Solomon code), but preferably avoided.
- Support for scripting.
- Scripting is central to ccp4i, ccp4mg and automation efforts.
- Support for legacy code.
- Essential to retain existing users and collaborating developers.
- Conformance with community-accepted data model.
- CCP4 library implements an implicit data model. This model needs
to be made explicit, and should conform as closely as is practical
to the EBI-led data model.
Major components
Current:
- CMTZ
- CMAP
- MMDB
- CSYM
- Unit cell conversions
- CCP4 style
- System-dependent functions.
Planned:
- FFT
- Sorting
- HTML/XML
- Harvesting
Target Uses
- CMTZ,CMAP used by 3rd parties to access CCP4 formats
- MMDB used in ccp4mg etc.
- Support of CCP4 suite
- Optional back-ends to clipper
- Provide CCP4 environment to clipper applications
Here is the corresponding Use Case diagram:
Form of library
- The library should compile as a whole to give a libccp4
which supports the current CCP4 release. To support other target uses
listed above, it is necessary to allow partial compilation of subsets
of the library.

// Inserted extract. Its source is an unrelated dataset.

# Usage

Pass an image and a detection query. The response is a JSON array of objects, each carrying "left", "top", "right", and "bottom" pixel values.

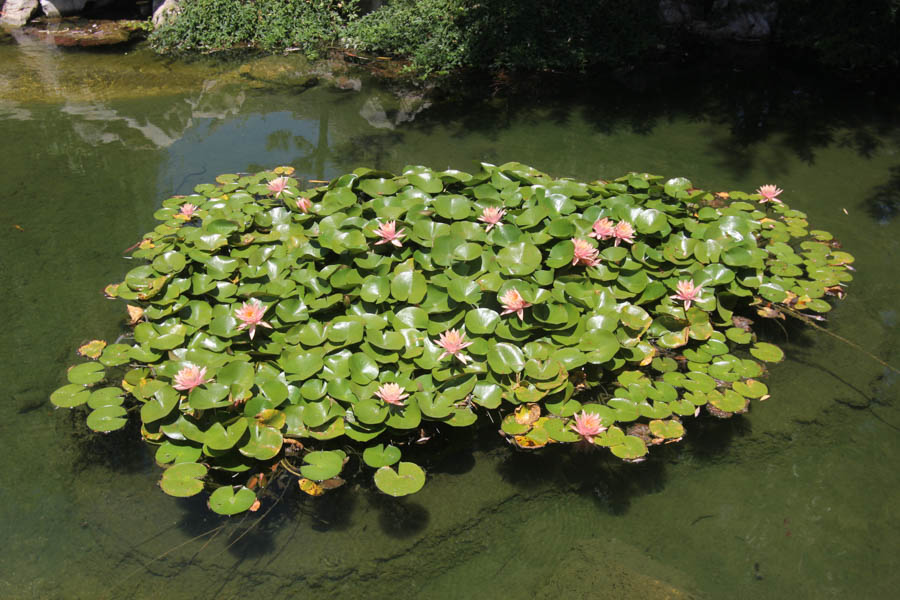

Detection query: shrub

For example, compilation of CMTZ, CSYM and the low-level
libraries should be sufficient to support 3rd party applications wishing
to access MTZ files.
- Along with the source files, the library depends on a number of
data files:
- syminfo.lib holds spacegroup information
- atomsf.lib contains form factors
- cif_mm.dic is the mmCIF dictionary
- crossec.lib currently used by CROSSEC - move to library?

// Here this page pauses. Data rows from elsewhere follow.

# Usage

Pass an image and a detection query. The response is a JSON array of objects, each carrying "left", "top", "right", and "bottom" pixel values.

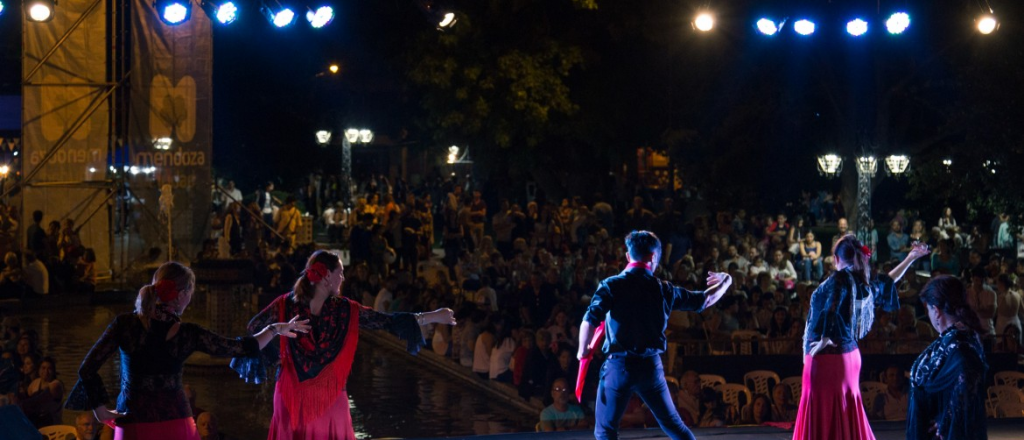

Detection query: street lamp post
[
  {"left": 341, "top": 128, "right": 374, "bottom": 205},
  {"left": 857, "top": 156, "right": 879, "bottom": 240},
  {"left": 817, "top": 153, "right": 917, "bottom": 237}
]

- The library has the following dependencies:
- libccif - low-level i/o for mmCIF
Future dependencies might include:
Dependencies
Python
Python will be used in:
- CCP4 Molecular Graphics project
- CCP4i run scripts, replacing current tcl run scripts in suitable cases
- cctbx if this is to be a dependency
CCP4 is committed to the use of python, but the question of which version
is still open.
Arguments in favour of 1.5.2
- Increased likelihood of user systems having a suitable version of python.

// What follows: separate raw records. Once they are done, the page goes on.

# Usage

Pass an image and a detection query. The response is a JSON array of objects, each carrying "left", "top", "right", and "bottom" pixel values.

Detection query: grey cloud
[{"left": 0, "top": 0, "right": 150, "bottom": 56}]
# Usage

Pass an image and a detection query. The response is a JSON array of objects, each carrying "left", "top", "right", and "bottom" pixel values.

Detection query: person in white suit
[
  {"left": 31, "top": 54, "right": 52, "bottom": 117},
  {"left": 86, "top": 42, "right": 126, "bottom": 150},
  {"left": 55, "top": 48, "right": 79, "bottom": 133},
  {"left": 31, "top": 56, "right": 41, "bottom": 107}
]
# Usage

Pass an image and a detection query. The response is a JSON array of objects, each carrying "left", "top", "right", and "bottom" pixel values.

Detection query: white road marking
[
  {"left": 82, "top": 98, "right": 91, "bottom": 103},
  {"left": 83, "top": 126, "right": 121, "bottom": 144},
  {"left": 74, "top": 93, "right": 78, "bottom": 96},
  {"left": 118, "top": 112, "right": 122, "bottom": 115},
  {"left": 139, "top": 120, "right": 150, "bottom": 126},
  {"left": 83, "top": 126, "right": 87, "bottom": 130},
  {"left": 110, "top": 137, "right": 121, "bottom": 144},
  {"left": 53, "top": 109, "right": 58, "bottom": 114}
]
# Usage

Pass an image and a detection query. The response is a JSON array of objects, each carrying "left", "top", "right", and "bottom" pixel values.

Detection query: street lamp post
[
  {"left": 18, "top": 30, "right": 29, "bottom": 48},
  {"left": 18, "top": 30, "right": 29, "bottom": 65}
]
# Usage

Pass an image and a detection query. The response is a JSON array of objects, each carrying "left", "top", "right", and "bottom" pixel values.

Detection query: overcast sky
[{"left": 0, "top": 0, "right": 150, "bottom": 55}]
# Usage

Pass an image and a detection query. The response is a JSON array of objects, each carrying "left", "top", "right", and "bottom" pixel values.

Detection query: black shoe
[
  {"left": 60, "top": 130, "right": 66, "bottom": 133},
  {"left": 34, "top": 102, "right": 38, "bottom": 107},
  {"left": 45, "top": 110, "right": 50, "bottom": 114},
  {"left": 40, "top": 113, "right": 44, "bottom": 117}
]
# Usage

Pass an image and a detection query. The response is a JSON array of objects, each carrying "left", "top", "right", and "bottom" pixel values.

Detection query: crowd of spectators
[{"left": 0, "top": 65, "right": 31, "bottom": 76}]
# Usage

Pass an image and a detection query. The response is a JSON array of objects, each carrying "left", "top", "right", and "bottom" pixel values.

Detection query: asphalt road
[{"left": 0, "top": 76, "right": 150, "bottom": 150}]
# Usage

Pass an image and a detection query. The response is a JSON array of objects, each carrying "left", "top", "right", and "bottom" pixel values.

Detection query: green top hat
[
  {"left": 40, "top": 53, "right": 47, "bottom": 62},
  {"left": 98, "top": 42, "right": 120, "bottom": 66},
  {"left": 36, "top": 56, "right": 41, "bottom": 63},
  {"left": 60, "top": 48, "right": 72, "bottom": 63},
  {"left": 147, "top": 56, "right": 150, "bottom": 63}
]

- CCP4mg aims to run with Python 1.5 (Stuart reports that CCP4mg also
runs with 2.1 and 2.2).
- We can migrate to Python2 at a later date.
Arguments in favour of 2.2.1
- Integration with cctbx.
- Some features of 1.5 are deprecated in Python 2 (but will presumably
still work).
- Nick Sauter lists the following useful features of Python 2:
- C-speed support for regular expressions
- comparison operators can work on array types
- cross-platform support for pipes
- much better install procedures for third party add-ons
- new language features like iterators and generators
Applications
All legacy applications should work with the new libraries via the
Fortran interface. New and/or converted applications include:
- Pete's ccp4mapwish has been converted to use the
cmap part of the new library. The source is currently
in $CPROG/ccp4mapwish_ under the CVS tag "newlib-dev".
- Pete's mtzdiff, mapdiff and pdbdiff.
- Eugene's pdbcur and ncont use CCP4 style functions
as well as MMDB.
- Martyn's reindex uses/will use cmtz and csym functionality.
Workplan
- Test support of existing CCP4 suite.
- Release CCP4 based on new library.
- Lock APIs at some point.
- Convert other sections of library (see "planned" above).
- Write C applications.
- Write Tcl applications.
- Integrate with clipper applications.
Future directions
Possible future inclusions:
- Reading of atomsf.lib and crossec.lib (or updated versions
of these files).